Um incêndio atingiu a sede da Wildlife Conservation Society (WCS) responsável pelo Makira Natural Park, na região nordeste de Madagascar, na noite de 4 de maio. Segundo relatos, moradores irritados teriam causado o fogo na estrutura administrativa da reserva. A equipe da WCS contava com apoio de guarda- florestal e autoridades locais.
Testemunhas indicam que o ataque pode estar ligado a atividades de fiscalização de madeiras ilegais na área central do parque, que abrange cerca de 372 mil hectares. Verificações iniciais apontam confronto entre madeireiros ilegais e guardas florestais no local.
Um segundo grupo, formado por representantes do ministério do Meio Ambiente, guarda- florestal apoiada pela WCS e gendarmes, deslocou-se ao ponto após o alerta.

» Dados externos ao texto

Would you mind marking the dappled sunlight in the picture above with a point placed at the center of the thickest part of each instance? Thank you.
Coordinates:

Cinco homens foram encaminhados à sede da WCS em Ambinanitelo; um deles carregava motosserra, segundo informações.
De acordo com Jean Roger, funcionário do ministério em Maroantsetra, o grupo incluía quatro transportadores e um responsável pela motosserra. Um suspeito conseguiu fugir, e o restante foi detido para que as autoridades possam prosseguir com as investigações.
A prefeitura de Mariarano informou que moradores de Antanambao Andranasana exigiam a libertação imediata do grupo detido. As autoridades autorizaram a liberação dos quatro transportadores e a transferência do homem com a motosserra para Maroantsetra, para avaliação judicial.
Investigação em andamento
Pouco tempo depois, a multidão de Antanambao Andranasana se reuniu na sede da WCS, sem encontrar o homem detido. Eles foram contidos por lideranças locais, que tentaram acalmar os ânimos. O fogo, segundo relatos, resultou da desarticulação entre as partes envolvidas.
A polícia e a gendarmerie continuam apurando as informações sobre o incêndio e as denúncias de exploração ilegal de madeira. A situação permanece sensível, com autoridades reforçando a necessidade de manter a segurança na área.
A redação entrou em contato com a assessoria de comunicação da WCS Madagascar, que informou não ter autorização para falar ao público no momento. A direção da organização no país não respondeu até o fechamento deste texto.